Partie ayant succombé au sens de ces dispositions, la compagnie AIG Europe sera condamnée aux dépens en ce compris ceux de l’audience de référé et les frais d’expertise. Il sera également condamné à payer à Mme [L] [I] la somme de 1.500 euros au titre de l’article 700 du code de procédure civile.
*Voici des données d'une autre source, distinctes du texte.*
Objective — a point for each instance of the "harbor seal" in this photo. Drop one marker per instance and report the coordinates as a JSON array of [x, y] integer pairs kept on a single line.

M. [Z] [I], Mme [A] [B] épouse [I] et de Mme [X] [I] seront déboutés de leur demande à ce titre.
PAR CES MOTIFS
Le Tribunal, statuant publiquement, après débats en audience publique, par jugement réputé contradictoire, prononcé par mise à disposition au greffe et rendu en premier ressort ;
DIT que le droit à indemnisation de Mme [L] [I] est entier suite à l’accident dont elle a été victime le 16 août 2018 impliquant un véhicule assuré par la compagnie AIG Europe SA ;
CONDAMNE la compagnie d’assurances AIG Europe SA à payer à Mme [L] [I] la somme de 168.523,91 euros décomposée comme suit :
— dépenses de santé actuelles (DSA): 292 euros
— frais divers (FD): 5.488,66 euros
— Assistance tierce personne temporaire (ATPT) : 11.680 euros
— perte de gains actuels (PGPA): 17.616,61 euros
— déficit fonctionnel temporaire (DFT) : 6.190,50 euros
— souffrances endurées (SE): 8.000 euros
— préjudice esthétique temporaire (PET): 3.000 euros
— déficit fonctionnel permanent (DFP) : 18.040 euros
— préjudice esthétique permanent (PEP): 4.000 euros
— assistance tierce personne permanente (ATP) : 94.216,14 euros ;
dont à déduire les provisions à hauteur de 22.500 euros et outre les intérêts au taux légal à compter de la présente décision ;
DÉBOUTE Mme [L] [I] de ses demandes formées au titre de l’incidence professionnelle, du préjudice sexuel, et du préjudice d’agrément ;
CONDAMNE la compagnie d’assurance AIG Europe SA à payer à Mme [L] [I] les intérêts au double du taux de l’intérêt légal sur le montant de l’indemnité allouée, avant déduction des provisions versées, à compter du 13 juin 2023 jusqu’au jour où la présente décision deviendra définitive ; ;
DIT que les intérêts échus des capitaux produiront intérêts dans les conditions fixées par l’article 1343-2 du code civil ;
DECLARE le jugement commun à la CPAM de l’Artois et à la mutuelle Verspieren ;
CONDAMNE la compagnie d’assurance AIG Europe SA aux entiers dépens ;
CONDAMNE la compagnie d’assurance AIG Europe à payer à Mme [L] [I] la somme de 1.500 euros au titre de l’article 700 du code de procédure civile ;
DÉBOUTE M. [Z] [I], Mme [A] [B] épouse [I] et Mme [X] [I] seront déboutés de l’ensemble de leurs demandes ;
REJETTE le surplus des demandes non présentement satisfaites.